I decided to take that as a yes. “I totally owe you one.”

He didn’t bother responding. Now Liam was a different story.

He was by my side within seconds. “What are you doing?” His voice was loud and clear, despite the fact that Taylor was only a few feet away. So much for keeping things separate.

“It’s nothing,” I whispered, hoping he’d match the level. “I just…I forgot that we sort of have this thing to do during open. It’s for Concilium, and if I skip out again, it’ll go on my transcript, and…you know.” I looked straight past him as the lie left my lips, praying he wouldn’t call me out on it. But he didn’t say a word. I met his eyes again, but they were focused on my neck. More specifically, on Grace’s pearls. Crap.

“You haven’t worn those in a while.” He lifted them with one finger as though they might burn.

I didn’t feel like answering to him. It wasn’t his fault that he cared, but it was also none of his business when I chose to wear my dead best friend’s jewelry.

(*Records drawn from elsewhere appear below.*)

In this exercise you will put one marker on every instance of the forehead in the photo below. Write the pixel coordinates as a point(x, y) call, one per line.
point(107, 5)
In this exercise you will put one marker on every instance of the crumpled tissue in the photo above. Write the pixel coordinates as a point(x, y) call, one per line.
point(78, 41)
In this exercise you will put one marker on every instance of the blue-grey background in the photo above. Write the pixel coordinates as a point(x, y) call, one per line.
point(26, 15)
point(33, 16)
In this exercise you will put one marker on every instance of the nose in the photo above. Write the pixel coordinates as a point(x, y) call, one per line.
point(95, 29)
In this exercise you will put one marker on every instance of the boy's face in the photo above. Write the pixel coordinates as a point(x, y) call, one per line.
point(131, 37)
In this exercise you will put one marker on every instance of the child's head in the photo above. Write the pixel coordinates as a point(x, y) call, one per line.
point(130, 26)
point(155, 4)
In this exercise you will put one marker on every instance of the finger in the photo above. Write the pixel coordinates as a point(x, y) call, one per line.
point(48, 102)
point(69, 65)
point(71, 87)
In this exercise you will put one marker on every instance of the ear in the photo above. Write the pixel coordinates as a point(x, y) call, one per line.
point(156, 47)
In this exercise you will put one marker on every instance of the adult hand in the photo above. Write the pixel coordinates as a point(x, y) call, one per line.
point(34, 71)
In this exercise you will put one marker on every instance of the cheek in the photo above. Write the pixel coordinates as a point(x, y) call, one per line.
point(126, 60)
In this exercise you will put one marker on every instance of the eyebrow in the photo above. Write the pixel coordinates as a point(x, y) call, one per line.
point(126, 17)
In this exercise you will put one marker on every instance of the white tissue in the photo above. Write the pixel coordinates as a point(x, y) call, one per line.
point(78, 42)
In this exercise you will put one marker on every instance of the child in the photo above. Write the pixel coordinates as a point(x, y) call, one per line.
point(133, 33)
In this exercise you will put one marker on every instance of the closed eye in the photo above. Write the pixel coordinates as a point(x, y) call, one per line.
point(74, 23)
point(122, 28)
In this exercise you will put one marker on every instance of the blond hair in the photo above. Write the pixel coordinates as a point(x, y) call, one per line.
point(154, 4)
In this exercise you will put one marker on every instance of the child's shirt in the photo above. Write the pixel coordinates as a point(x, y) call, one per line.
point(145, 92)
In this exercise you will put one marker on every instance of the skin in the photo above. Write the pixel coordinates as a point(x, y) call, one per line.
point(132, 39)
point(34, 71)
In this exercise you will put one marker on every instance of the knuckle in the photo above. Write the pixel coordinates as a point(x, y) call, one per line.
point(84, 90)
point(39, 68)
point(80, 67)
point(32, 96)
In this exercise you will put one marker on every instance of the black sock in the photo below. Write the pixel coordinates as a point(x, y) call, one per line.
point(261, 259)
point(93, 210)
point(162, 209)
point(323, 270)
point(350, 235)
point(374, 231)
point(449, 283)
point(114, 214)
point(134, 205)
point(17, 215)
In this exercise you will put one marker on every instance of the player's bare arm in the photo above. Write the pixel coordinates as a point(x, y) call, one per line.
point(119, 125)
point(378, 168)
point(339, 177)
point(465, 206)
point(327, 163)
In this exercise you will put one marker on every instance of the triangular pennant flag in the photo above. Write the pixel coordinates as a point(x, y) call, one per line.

I slipped into emotional shutdown mode as easily as into a broken-in pair of jeans.

“Guess I’ll just talk to you later then?” I couldn’t help it. I turned back to Taylor without waiting for a response.

She reached out her hand, a weak smile pulling at her lips, and I realized how much she needed me right now. And although that was hard to understand or even to admit, it felt good. Not good enough to hold hands, though—that was just weird.

But that didn’t stop Taylor. She grabbed my hand and yanked me behind her, her deceptively strong fingers clamped around mine. She dragged me toward the double doors at the entrance to the cafeteria.

When I turned back to look at Liam, he looked stunned, like I’d slapped him across the face.

And that look on his face mattered. But finding Bethany mattered more.